Later when Linda asks where Danny has disappeared to Roger tells her he must have run off, but will probably wander back in a few days. We must assume that Linda is still in a little shock here as who would something like let that slide? A mentally handicapped boy, who she considers a member of the family, has just run off and you don’t insist your husband notify the authorities? Then again her decision making process did result in her marrying the type of man who would graft a psychotic murderer onto the body of a super strong half-wit, so maybe she just isn’t all that bright. Of course Cass/Danny breaks free of the leather straps holding them to the table, and this is just in time for a curious Linda to decide to take a peek into the lab. She sees the two-headed atrocity and faints, but before Cass can rape Linda with Danny’s body Max and Roger show up and manage to chase off the two-headed abomination. When Linda awakes she immediately wants to notify the authorities, but Roger can’t let that happen so he drugs her and ties her up in bed.

vlcsnap-2016-04-02-00h47m52s942Okay, Roger is not a mad scientist; he’s clearly just an asshole.

Meanwhile Rogers’s Frankenstein creation goes on a killing spree, because Danny’s feeble mind cannot dominate the stronger will of homicidal Cass. They kill a couple at Lover’s Lane and a trio of bikers by the river, but when they start feeling the need for painkillers they return to the Girard home looking for drugs. Ken repeatedly shows up at the Girard home, but he;s basically useless, and is eventually forced to help Max and Roger hunt down their escaped monster. While they are off wandering the hills hunting their medical mistake they lock Linda inside a cage in the lab, and where she is later abducted from by Cass/Danny. Just exactly how does Roger think this is going to affect his marriage? Even if they manage to capture Cass/Danny does he expect Linda to keep quiet about all this? I’m sure during the divorce hearing someone is going to mention Roger turning a mentally handicapped man-child into a monster.

vlcsnap-2016-04-02-00h55m38s610“Tell me about the rabbits, George.”

The Incredible 2-Headed Transplant is supposed to be a Frankenstein type movie, but it fails on just about every level. Colin Clive’s Henry Frankenstein was a sympathetic character, he may have been a tad obsessed, but you could understand where he was coming from.
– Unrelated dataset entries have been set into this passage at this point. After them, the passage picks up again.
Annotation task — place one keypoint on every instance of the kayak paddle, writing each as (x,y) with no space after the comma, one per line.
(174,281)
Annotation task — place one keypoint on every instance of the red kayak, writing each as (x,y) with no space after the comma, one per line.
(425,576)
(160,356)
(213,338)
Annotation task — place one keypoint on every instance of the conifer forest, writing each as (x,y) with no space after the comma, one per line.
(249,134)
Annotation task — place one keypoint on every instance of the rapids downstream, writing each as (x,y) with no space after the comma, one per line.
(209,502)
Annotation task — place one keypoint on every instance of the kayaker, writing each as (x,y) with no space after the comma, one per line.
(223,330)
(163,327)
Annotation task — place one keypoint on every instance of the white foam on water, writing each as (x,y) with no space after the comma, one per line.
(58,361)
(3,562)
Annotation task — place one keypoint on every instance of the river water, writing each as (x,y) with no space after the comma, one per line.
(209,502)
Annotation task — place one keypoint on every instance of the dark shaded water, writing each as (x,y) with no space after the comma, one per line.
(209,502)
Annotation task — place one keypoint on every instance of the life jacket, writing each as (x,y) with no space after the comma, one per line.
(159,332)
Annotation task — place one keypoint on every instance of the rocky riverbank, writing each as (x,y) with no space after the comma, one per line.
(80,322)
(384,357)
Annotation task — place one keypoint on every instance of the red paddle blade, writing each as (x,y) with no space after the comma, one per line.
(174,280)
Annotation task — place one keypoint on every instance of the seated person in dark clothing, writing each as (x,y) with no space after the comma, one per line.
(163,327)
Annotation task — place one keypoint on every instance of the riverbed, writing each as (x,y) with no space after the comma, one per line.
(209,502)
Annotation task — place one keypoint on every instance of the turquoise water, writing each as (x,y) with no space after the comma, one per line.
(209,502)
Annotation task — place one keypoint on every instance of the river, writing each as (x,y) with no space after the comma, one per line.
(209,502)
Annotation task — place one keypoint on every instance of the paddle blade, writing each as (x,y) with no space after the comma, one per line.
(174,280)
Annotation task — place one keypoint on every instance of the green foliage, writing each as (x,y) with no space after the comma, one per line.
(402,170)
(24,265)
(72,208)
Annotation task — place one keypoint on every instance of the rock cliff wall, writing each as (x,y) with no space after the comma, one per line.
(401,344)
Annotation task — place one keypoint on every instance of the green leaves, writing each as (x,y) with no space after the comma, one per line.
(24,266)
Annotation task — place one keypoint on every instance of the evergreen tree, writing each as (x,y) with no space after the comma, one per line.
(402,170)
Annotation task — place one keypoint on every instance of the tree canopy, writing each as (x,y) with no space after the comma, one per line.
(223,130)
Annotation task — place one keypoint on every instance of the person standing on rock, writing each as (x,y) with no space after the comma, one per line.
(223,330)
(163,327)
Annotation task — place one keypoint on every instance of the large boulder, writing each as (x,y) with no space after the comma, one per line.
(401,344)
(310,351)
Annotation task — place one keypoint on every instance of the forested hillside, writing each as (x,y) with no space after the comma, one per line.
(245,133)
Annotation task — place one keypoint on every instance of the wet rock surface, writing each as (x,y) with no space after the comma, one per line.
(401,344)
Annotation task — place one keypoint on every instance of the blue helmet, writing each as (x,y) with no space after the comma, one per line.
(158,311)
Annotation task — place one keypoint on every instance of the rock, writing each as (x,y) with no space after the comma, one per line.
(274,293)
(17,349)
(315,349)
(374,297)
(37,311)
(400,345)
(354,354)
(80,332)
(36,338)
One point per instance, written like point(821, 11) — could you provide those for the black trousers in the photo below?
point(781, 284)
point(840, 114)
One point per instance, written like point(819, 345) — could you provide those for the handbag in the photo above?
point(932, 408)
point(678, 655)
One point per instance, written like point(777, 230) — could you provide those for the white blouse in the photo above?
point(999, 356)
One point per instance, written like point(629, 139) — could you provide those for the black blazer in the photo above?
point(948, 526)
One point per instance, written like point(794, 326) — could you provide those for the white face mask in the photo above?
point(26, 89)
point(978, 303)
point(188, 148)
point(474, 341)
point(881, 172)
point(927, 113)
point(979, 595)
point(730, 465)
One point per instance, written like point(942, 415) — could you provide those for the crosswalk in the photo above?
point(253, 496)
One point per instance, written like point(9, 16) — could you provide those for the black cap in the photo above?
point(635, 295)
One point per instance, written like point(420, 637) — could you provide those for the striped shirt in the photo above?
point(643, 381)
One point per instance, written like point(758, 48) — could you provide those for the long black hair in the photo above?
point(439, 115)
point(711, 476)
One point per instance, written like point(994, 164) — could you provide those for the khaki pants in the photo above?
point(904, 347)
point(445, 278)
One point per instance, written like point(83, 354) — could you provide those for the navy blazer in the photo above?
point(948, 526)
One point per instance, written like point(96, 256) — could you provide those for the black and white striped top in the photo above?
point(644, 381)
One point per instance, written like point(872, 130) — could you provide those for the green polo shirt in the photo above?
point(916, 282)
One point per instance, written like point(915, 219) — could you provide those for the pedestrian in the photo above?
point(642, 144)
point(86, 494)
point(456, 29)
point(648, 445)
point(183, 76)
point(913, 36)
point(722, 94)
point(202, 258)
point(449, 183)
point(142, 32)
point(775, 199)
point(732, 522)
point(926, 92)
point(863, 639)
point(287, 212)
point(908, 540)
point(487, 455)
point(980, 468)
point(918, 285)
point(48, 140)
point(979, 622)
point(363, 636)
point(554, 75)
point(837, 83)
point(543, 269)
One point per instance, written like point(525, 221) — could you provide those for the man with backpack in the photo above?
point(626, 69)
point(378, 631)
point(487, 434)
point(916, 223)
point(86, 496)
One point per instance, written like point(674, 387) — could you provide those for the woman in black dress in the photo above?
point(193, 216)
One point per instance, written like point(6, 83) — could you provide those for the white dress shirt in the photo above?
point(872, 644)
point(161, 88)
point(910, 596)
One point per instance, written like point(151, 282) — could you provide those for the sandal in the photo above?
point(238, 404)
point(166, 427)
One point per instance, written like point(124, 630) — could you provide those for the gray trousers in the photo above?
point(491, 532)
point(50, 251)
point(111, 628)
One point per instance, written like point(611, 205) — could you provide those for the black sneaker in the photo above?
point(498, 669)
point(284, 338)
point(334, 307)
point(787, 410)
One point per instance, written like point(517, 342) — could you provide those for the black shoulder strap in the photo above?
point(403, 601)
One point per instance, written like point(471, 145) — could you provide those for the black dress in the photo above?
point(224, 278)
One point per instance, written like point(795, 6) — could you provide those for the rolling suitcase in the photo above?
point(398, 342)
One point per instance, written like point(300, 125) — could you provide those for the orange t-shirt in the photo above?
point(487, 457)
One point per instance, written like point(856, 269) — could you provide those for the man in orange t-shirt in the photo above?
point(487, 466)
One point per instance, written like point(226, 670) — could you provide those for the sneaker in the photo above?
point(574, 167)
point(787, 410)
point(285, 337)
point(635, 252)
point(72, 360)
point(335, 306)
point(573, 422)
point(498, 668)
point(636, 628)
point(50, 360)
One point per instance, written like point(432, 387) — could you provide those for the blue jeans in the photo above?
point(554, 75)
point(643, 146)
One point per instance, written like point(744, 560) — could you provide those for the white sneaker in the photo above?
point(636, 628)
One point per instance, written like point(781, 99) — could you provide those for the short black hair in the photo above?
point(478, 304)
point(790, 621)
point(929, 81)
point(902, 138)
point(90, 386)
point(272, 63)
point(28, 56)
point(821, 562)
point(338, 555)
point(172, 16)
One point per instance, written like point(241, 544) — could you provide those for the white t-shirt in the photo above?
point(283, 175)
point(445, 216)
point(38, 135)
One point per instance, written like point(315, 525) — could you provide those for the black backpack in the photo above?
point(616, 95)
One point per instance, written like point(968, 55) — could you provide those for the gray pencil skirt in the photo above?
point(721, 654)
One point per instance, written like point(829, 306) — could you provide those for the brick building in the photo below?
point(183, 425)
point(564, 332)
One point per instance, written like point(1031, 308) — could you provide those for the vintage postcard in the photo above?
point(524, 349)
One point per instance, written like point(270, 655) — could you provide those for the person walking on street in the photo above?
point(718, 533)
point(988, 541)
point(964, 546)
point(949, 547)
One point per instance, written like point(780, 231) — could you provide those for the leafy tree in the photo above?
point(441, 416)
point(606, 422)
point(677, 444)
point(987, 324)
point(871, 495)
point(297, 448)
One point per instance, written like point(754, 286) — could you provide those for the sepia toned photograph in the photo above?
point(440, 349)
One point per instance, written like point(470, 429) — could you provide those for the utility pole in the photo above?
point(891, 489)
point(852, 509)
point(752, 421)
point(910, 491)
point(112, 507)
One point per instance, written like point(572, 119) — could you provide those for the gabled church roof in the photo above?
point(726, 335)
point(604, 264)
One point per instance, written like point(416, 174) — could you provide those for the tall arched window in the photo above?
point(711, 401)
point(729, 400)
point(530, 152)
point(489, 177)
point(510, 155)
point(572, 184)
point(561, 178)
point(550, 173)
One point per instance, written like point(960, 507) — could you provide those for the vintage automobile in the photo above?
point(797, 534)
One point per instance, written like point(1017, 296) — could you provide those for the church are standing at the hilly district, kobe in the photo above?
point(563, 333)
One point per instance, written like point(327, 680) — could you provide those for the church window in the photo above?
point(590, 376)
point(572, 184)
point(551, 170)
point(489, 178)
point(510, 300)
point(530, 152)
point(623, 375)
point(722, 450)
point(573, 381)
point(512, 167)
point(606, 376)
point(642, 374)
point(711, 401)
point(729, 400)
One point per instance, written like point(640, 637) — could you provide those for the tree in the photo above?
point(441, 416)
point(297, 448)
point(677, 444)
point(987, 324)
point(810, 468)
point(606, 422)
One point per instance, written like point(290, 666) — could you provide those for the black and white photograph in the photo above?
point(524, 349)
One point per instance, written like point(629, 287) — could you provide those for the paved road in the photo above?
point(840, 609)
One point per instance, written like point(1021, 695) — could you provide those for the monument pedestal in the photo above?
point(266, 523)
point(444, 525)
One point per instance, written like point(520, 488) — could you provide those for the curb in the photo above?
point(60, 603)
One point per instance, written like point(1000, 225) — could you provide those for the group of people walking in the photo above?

That his assistant grabbed an abnormal brain was an unforeseen incident, something he couldn’t plan for, but Roger in this film graphs the head of a notorious killer to the body of an emotionally and mentally stunted giant. How could this not go fucking wrong?


The biggest failing in this film is the tone, it takes itself way to seriously for such a moronic premise. The following year MGM put out The Thing With Two Heads, and it knew exactly which part of the cheek to place its tongue. Bruce Dern is horribly miscast and every time Casey Kasem opens his mouth I expect him to list Americas Top 40. Director Anthony M. Lanza never really gives us a chance to sympathize Danny’s plight and so when we get that tragic ending we really don’t care. The special make-up effects for the monster consists mostly of actor Albert Cole standing behind his larger co-star, and peeking his head over his shoulder. This is a film that’s enjoyment hinges greatly on the amount of alcohol one partakes, or if you’ve managed to avoid the whole thing by making out in the backseat.

Trivia Note: Bruce Dern was never paid for his role in the film, he was issued a check for $1,700 during filming but when he went to the bank to cash his check the check bounced.  He returned to the set on the next day scheduled for filming to find that the set had already been shut down.